Gaspar, a South Portland resident, joined dozens of Cape Elizabeth residents to voice their support for maintaining a local dispatch service. Before the meeting, resident Helen Mainville said she gathered roughly 640 resident signatures in support of keeping the service.
“[Town records] specifically say the council voted to affirm their commitment [to local dispatch] until 2011,” she said. “Honor your commitment.”
In assembling next year’s $8.5 million municipal budget, Town Manager Michael McGovern eliminated the service and proposed merging with South Portland and Portland’s regional dispatch center. According to his preliminary budget proposal, shifting to a regionalized service could reduce next year’s municipal budget by more than $130,000.
McGovern said he favored the shift for reasons beyond financial benefits.
“A team of dispatchers will be on the line rather than just one. They will have better software that provides them with directions and caller history,” he said. “There will be no delay in response times and the whole process will be more seamless.”
For some councilors, the decision to convert to a regionalized dispatch had more to do with integrity than fiscal responsibility.
“We’re sending a public safety element of our town to an entity that considers it a revenue stream,” Councilor Penny Jordan said. “Then things start to change.”
Council Chairman Jim Rowe also voted against the municipal budget based on the fact that he was one of five current councilors who signed a three-year contract with dispatchers in 2008.
“We told them they would have a job in 2011,” he said. “My word was given and that’s what I’m going through with. We see flip-flopping every day in local and state government and frankly, that makes me crazy. My integrity is not for sale, even for a savings of $127,000.”
Local dispatch is one expenditure McGovern eliminated from his municipal budget for a total proposed reduction of 3.08 percent from last year’s adopted municipal budget. Other reductions include changes to police overtime scheduling, combining the town clerk and assistant town manager positions and changing the hours of the Recycling Center. According to the proposal, reductions total nearly $271,000 from last year’s municipal budget.
The council passed the proposed municipal budget in a 4 – 2 vote with Rowe and Jordan in the minority.
Combined with a proposed $19.7 million school budget, McGovern’s reductions would have led to a zero percent increase to taxes in Cape Elizabeth – until Alan Hawkins learned the town’s General Purpose Aid funding from the state was being reduced by more than $500,000 next year.
To subsidize the $500,000 shortfall, the council discussed transferring $200,000 from the town’s undesignated surplus to the school’s general fund for the upcoming fiscal year. Matched by more than $160,000 the school has obtained through an unexpected zero percent increase in health insurance rates, the remainder of the funding shortfall will result in a 0.6 percent tax increase, McGovern said.
“I commend the town council and the school board for preparing a zero percent tax increase budget, they have really been thrown a half-a-million-dollar sandbag by the state,” resident David Hillman said. “We have real big dollars we have to deal with.”

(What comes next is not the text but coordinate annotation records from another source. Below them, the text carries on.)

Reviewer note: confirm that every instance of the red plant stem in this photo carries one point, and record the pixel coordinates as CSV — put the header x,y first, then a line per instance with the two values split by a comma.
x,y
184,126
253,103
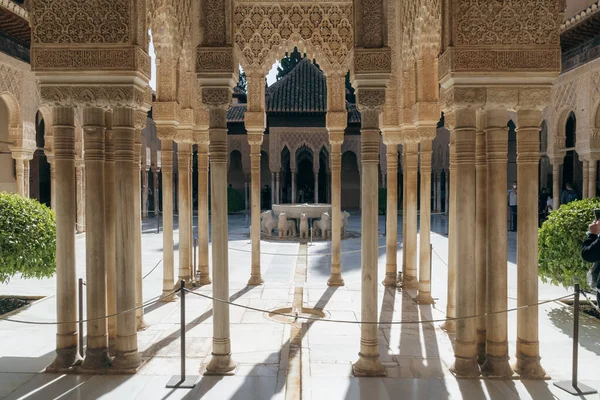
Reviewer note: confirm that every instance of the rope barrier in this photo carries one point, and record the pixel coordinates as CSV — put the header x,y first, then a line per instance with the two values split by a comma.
x,y
340,321
145,304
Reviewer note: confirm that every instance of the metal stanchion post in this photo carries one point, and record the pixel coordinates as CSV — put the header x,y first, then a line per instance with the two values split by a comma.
x,y
573,387
182,381
81,317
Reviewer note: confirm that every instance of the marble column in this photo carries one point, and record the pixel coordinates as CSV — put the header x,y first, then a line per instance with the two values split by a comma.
x,y
410,280
528,153
481,230
586,180
146,187
126,355
465,349
96,354
391,230
66,277
203,213
592,176
255,140
496,347
166,135
184,153
336,138
450,326
80,179
368,363
110,204
424,296
221,362
294,187
137,162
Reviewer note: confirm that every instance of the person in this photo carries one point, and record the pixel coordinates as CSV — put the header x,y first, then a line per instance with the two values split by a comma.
x,y
568,195
512,204
590,252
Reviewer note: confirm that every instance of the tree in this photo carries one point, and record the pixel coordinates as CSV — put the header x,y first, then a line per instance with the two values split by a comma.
x,y
27,238
560,239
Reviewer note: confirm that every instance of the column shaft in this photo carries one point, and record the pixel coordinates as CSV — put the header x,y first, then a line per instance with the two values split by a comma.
x,y
167,218
221,361
465,350
368,363
528,142
391,238
424,296
255,275
336,214
203,213
496,349
96,354
185,226
66,277
410,280
126,356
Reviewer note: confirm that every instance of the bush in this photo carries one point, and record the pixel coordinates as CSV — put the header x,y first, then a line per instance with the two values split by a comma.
x,y
235,200
27,238
560,239
382,201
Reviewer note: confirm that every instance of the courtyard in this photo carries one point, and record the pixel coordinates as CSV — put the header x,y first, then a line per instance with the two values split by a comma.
x,y
291,361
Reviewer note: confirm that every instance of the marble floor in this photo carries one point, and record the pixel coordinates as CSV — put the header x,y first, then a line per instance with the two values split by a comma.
x,y
271,364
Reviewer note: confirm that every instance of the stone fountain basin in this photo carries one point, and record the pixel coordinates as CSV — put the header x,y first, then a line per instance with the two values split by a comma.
x,y
295,210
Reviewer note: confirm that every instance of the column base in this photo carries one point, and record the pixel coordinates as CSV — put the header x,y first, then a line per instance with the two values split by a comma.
x,y
65,360
255,280
410,282
424,298
465,367
96,359
390,279
127,360
168,296
335,280
368,366
529,367
496,367
221,364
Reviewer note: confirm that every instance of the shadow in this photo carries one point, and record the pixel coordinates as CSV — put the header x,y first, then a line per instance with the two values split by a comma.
x,y
156,347
562,318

Others supported the council’s efforts toward preparing a zero percent tax increase budget, but joined resident Frank Prince, who said he would have preferred they come up with methods other than reducing dispatch and transferring town funds to reduce the overall budget.
“[Gov. John] Baldacci did not fire teachers, he fired administrators,” Prince said. “You have a $20 million [school] budget, I can’t believe for a moment there isn’t 5 percent being misused in there. Make a budget that doesn’t rely on the state. If the state comes in with money, that’s a surplus.”
While a majority of residents supported the council’s efforts to reach a zero percent tax increase for next year, some were skeptical of the council’s authority to use town funding for school expenses.
“Undesignated funds are for emergencies that happen in an already budgeted year, or are used as reserves,” resident Laurel Grassin-Drake said. “To actually plan to use contingency funds is irresponsible. We will have to replace those funds, they are not a savings. It’s confusing and I don’t think many people understand it.”
The council unanimously supported the transfer, although some acknowledged it was not the ideal way to deal with the funding shortfall.
“I said I supported a transfer only because it was during a school year and it was an emergency,” Councilor Anne Swift-Kayatta said. “I have taken myself to task. The $500,000 the state just pulled out from under us wasn’t in this fiscal year, but it was entirely a total sandbag job. I’m willing to do this even though it flies in the face of good budgeting practice.”
The council unanimously tabled a vote on the proposed school budget until April 30. According to the proposed budget schedule, the vote will be followed by a public school budget validation referendum May 12.